Arthritis is a common condition that causes pain and inflammation in a joint. In the UK, around 10 million people have arthritis. It affects people of all ages, including children.” – NHS Choices
Living with Arthritis
Arthritis can make a person’s life very difficult as they begin to struggle with everyday tasks such as writing or making a cup of coffee. Any form of movement can become a struggle and can put people with the condition in a lot of pain.
If you have arthritis in your knees it may become difficult for you to walk or even get up out of your chair. If your hands are affected you may be unable to pick up a pen and write or play any sports.
However, if you look after yourself and make subtle lifestyle changes you can manage your symptoms a little easier. One of the most important things that you need to do is to keep your joints moving and your muscles strong. However, you need to balance this out with rest, especially if your joints are inflamed.
You should try and ensure that you put your joints through a full range of motion at least once a day to help combat stiffness. You can help achieve this by taking part in physical activity, which is also a great way of keeping fit and healthy. Regular exercise provides a great way of reducing your chances of a serious medical condition.
Be aware of how much your joints can handle, and make sure that you reduce the stress on your joints whilst carrying out everyday tasks. You should always spread the weight of an object that you’re are carrying for example.
The NHS has some recommendations for the changes that you can make at home in order to protect yourself:
Keep important items in easy to reach places.
Use the handrail to help get up and down the stairs.

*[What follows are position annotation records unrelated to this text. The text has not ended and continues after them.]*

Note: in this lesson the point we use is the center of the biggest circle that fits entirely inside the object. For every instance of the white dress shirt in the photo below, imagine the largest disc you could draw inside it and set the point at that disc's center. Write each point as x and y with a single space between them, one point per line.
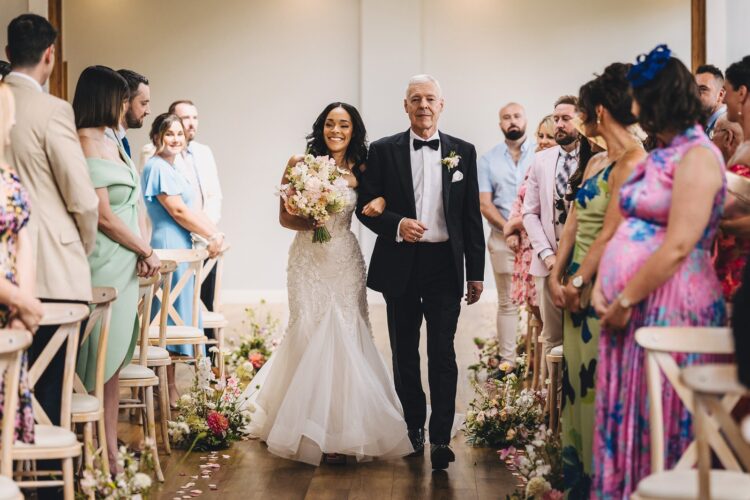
427 179
24 75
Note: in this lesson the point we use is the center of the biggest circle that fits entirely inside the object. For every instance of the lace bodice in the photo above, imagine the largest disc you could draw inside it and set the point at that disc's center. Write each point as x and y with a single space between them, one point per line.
321 276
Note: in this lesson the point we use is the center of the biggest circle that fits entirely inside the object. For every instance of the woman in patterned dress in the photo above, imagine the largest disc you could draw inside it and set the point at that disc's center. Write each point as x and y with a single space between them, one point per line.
605 111
650 269
18 306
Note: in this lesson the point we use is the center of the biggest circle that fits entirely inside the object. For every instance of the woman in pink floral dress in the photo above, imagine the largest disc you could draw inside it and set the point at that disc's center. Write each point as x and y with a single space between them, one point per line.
651 268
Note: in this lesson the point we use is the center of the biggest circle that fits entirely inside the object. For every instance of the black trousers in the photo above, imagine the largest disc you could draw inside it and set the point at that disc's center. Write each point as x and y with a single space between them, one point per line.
430 294
48 390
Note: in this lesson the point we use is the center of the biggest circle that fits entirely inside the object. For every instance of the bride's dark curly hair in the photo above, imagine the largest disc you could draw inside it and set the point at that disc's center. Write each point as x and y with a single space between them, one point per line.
356 153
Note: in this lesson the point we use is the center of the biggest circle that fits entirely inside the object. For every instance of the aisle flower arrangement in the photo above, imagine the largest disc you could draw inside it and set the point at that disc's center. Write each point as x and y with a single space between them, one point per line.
251 350
539 466
210 416
133 482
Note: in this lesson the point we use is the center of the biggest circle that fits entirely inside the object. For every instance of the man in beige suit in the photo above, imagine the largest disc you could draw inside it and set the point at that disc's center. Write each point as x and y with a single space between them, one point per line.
48 157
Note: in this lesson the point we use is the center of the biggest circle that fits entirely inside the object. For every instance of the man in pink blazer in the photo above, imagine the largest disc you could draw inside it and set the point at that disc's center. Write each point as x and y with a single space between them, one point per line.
545 210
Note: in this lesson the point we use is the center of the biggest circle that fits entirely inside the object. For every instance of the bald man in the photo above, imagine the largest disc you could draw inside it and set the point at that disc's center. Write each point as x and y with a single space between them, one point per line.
727 136
501 172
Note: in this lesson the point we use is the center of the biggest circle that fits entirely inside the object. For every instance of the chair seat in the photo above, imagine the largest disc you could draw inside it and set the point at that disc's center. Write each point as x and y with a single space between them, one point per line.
8 489
84 403
213 319
136 371
49 436
683 484
176 332
154 352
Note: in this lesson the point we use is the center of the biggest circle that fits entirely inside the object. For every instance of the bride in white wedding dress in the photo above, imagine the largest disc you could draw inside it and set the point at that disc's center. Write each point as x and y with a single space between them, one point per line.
326 389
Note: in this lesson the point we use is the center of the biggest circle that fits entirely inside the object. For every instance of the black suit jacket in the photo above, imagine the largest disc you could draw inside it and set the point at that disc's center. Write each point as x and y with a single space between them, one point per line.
388 174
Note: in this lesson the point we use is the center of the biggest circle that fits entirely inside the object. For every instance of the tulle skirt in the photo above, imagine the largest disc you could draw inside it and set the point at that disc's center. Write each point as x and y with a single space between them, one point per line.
326 390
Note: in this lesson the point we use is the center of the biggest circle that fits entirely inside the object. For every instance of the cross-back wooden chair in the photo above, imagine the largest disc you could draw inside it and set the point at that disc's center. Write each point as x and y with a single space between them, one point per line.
55 442
89 408
659 343
710 384
184 330
140 377
12 345
214 319
155 357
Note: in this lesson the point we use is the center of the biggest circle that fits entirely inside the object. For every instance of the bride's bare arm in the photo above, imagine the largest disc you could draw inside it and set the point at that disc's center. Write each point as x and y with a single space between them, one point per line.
286 219
375 207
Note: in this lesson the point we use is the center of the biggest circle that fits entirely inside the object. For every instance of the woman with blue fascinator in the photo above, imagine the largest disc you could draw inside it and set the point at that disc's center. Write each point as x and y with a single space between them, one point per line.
651 268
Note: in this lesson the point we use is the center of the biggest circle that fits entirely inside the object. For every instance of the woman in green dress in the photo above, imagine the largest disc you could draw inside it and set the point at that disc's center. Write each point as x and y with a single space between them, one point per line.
121 254
605 112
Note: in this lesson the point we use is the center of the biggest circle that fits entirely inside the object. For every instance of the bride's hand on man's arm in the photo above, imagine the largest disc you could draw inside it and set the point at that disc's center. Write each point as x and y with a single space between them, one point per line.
375 207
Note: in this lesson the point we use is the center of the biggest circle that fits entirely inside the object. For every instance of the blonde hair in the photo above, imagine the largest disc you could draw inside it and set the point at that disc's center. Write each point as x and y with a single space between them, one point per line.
7 117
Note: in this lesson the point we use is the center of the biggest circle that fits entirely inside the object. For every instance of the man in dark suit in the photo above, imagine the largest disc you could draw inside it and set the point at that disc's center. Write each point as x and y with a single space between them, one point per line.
430 225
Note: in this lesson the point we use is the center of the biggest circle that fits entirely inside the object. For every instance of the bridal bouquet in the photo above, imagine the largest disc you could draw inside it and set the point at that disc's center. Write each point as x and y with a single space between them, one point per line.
316 190
134 482
251 351
210 415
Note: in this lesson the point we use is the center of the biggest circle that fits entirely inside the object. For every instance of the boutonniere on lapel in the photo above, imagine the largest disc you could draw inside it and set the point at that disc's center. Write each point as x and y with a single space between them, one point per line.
451 161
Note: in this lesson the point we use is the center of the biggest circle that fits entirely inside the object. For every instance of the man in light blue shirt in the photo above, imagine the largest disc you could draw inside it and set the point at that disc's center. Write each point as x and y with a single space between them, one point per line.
501 171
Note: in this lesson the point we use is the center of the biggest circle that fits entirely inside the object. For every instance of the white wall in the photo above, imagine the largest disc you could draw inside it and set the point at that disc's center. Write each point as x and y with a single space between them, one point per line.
261 71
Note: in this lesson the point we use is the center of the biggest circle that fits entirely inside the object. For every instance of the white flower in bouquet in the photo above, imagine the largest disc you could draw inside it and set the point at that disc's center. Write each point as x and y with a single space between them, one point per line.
315 190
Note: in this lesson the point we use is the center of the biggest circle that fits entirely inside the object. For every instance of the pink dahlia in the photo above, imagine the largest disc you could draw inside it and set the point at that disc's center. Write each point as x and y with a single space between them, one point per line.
217 422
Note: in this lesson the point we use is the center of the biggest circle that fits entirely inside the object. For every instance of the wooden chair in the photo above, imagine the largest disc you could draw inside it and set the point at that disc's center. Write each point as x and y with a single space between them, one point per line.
659 344
12 345
554 358
214 319
162 334
86 408
155 357
710 385
140 378
55 442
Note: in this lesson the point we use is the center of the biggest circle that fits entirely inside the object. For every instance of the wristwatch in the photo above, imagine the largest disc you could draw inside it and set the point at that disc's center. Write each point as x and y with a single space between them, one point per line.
624 301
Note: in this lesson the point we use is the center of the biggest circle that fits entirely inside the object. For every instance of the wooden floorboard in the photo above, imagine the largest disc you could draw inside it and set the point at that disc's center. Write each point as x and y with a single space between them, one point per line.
251 472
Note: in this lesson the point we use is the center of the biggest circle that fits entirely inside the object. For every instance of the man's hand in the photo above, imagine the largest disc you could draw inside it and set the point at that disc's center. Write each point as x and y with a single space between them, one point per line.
412 230
473 291
549 261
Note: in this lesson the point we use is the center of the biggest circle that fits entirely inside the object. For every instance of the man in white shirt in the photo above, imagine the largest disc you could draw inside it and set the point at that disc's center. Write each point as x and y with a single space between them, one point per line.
198 165
501 172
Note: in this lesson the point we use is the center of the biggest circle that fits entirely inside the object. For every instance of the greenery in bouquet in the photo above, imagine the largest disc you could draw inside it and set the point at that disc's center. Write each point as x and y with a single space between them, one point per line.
503 412
252 349
132 482
540 466
210 416
491 365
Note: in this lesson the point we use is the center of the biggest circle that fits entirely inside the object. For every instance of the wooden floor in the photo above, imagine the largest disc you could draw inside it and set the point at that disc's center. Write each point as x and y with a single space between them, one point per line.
247 471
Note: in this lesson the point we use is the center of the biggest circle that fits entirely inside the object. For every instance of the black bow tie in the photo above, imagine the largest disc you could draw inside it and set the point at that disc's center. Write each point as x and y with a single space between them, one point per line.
434 144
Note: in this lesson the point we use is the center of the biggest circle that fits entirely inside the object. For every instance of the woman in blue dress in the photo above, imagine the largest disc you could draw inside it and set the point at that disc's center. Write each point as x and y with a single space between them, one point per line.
171 202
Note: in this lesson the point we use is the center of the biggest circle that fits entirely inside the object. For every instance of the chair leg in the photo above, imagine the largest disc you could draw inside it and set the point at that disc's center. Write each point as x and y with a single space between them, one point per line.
68 480
220 354
102 436
164 411
151 432
88 445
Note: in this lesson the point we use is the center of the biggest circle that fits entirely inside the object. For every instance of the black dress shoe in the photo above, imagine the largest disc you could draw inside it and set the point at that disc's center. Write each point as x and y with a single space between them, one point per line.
441 455
416 436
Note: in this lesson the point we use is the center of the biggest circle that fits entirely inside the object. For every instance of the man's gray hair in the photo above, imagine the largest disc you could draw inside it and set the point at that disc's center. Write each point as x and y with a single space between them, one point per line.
417 79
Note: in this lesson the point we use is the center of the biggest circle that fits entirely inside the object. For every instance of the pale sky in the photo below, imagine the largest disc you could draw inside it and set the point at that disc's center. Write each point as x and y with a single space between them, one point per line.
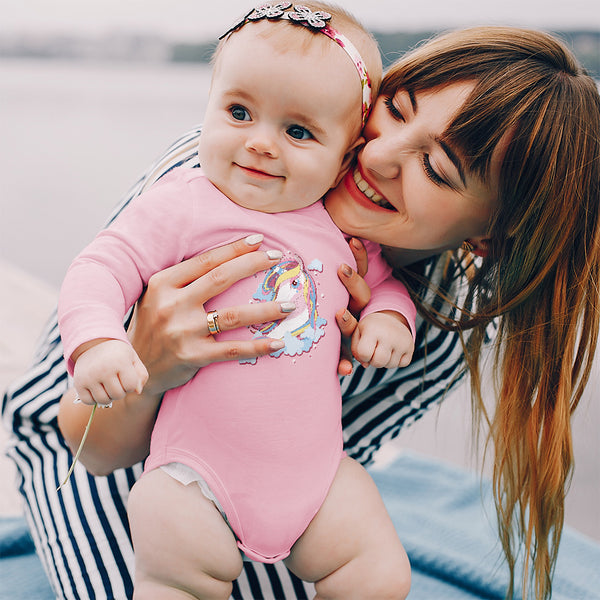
203 20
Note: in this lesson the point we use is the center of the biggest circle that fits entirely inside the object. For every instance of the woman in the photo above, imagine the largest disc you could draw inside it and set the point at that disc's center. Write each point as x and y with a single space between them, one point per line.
513 168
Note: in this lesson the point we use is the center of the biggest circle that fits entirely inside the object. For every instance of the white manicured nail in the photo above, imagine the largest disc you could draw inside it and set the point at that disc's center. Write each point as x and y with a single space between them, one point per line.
287 306
255 238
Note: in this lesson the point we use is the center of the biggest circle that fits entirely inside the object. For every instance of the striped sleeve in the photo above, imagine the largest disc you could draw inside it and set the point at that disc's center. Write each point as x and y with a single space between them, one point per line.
81 534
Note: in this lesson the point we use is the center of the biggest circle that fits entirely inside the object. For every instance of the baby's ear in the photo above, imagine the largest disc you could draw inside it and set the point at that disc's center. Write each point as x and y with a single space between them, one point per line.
348 158
479 246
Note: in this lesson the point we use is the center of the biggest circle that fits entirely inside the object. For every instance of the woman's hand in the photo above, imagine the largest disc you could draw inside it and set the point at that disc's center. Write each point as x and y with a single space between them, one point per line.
169 331
360 294
169 328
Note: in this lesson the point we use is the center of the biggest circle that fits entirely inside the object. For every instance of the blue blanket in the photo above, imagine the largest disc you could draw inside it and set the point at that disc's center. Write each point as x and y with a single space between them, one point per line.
445 518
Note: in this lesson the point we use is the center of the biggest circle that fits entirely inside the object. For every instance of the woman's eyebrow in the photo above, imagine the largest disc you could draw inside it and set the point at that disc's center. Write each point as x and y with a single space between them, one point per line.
453 158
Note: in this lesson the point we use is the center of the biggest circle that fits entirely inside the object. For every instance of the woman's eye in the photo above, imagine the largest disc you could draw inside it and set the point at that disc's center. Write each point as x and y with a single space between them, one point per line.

Use long-handled tools to picks things up or to clean
It is also very important to stick to a healthy diet if you have arthritis. Eating healthy foods will provide your body with all of the nutrients it needs, and for you to maintain a healthy weight. Your diet needs to include the following:
Meat, fish, eggs and beans.
Milk and dairy foods.
Starchy foods – bread rice, potatoes and pasta.
Fruit and vegetables.
Eating healthily and exercising can help you to lose weight if you are currently overweight. Losing weight can help you to live with your condition. Too much weight places extra pressure on your joints in the hips, knees, ankles and feet.